The transmission of personal data between EU member countries and the United States is governed by the EU-US Privacy Shield, an agreement reached in 2015 between the European Commission and the US Government which allows EU businesses to freely transfer personal data to the US.
On 16 July, the European Court of Justice (ECJ) ruled that the Privacy Shield is invalid, on the basis that the privacy rights of EU citizens are not adequately protected if their data is transferred to the US, due to the level of oversight provided to US intelligence and national security agencies - making the transfer of data from the EU to the US technically illegal.
The European Relocation Association (EuRA) and their strategic legal consultant Gordon Kerr have provided an excellent briefing and regular updates on this significant change to data protection from a global mobility perspective: the Privacy Shield was the mechanism used by tech giants including Amazon, Google and Microsoft to conduct transatlantic data transfers, and within the global mobility sector was used by US-based relocation management companies (RMC’s) to allow assignees personal data from the EU to be held on servers in the United States.
My experience in global mobility, working with large RMC’s, was that prior to the introduction of the Privacy Shield, assignees were required to sign a specific waiver enabling their personal data to be transferred to the United States – and effectively provided to the security and intelligence agencies for review – and not all were happy to agree, for a variety of reasons.
Since the ECJ verdict, RMC’s which have relied on Privacy Shield accreditation to transfer data to the US have been rushing to put into place alternative contracts with their clients and suppliers which incorporate “EU Standard Contractual Clauses” to provide personal data with the same level of protection afforded by the GDPR.
From the perspective of extended-stay corporate/business travellers, who are not booking their stay through an RMC, this issue remains relevant. We assume that there is a huge amount of activity going on behind the scenes to ensure this issue is resolved for extended stay business travellers departing the EU.
While we understand from the EuRA updates that discussions are being held to try and agree a revised form of Privacy Shield to satisfy the ECJ, the current heightened geo-political and trade pressures mean early resolution is not guaranteed.

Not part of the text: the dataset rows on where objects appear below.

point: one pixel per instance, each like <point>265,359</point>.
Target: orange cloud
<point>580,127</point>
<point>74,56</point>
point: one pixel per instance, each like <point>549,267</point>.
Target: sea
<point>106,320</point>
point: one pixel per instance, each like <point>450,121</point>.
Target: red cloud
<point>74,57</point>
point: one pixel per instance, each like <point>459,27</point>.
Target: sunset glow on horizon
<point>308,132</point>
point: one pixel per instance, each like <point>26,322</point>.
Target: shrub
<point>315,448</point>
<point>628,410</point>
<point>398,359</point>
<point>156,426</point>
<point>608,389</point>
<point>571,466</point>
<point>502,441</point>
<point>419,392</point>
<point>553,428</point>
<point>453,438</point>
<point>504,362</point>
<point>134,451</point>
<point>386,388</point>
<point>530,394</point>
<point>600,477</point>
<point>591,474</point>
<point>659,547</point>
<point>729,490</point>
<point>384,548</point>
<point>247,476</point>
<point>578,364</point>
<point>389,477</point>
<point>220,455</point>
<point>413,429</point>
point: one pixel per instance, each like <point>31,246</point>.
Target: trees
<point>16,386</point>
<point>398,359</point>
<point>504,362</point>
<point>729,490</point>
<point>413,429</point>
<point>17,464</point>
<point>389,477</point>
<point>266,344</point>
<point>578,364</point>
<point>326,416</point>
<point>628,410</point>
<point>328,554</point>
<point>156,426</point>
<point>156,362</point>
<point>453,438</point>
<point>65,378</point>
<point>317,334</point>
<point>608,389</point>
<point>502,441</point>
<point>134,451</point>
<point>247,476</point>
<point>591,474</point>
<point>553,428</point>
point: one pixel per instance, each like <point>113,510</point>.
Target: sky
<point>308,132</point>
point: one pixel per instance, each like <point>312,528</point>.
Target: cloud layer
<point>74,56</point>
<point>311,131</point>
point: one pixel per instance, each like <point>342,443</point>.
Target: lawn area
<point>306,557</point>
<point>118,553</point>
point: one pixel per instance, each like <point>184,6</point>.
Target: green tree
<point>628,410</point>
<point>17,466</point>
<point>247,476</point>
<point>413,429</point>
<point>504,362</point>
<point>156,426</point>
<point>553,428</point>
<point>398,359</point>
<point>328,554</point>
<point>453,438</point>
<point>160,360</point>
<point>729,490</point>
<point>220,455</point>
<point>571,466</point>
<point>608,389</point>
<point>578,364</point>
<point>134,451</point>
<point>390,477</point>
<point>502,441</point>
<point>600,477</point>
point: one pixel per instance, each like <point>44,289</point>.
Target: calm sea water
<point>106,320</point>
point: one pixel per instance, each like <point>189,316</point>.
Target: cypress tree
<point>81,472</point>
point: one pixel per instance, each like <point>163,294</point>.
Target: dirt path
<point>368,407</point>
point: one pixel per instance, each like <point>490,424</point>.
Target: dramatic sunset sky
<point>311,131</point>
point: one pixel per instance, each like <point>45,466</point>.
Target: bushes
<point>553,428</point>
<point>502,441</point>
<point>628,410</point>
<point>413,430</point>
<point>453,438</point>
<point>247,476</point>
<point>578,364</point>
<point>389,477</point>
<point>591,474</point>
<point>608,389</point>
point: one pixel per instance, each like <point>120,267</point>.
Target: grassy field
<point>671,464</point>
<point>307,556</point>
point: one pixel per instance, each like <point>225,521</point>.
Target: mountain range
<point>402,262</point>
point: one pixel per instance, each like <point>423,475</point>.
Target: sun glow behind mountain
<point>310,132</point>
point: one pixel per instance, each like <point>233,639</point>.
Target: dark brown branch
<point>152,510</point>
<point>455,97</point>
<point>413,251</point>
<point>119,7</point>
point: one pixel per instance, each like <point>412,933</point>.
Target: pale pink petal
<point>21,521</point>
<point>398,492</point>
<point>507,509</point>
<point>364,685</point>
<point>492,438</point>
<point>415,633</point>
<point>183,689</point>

In the interim, Corporate Clients with current extended stay business travellers, that have direct relationships with US-headquartered operators/agents (depending on where their data is stored), should have a solution in place, albeit it potentially temporary, for this issue. This is a high-priority agenda item that will avoid breaching EU data protection law, and impacting the security of personal data for your extended stay business traveller.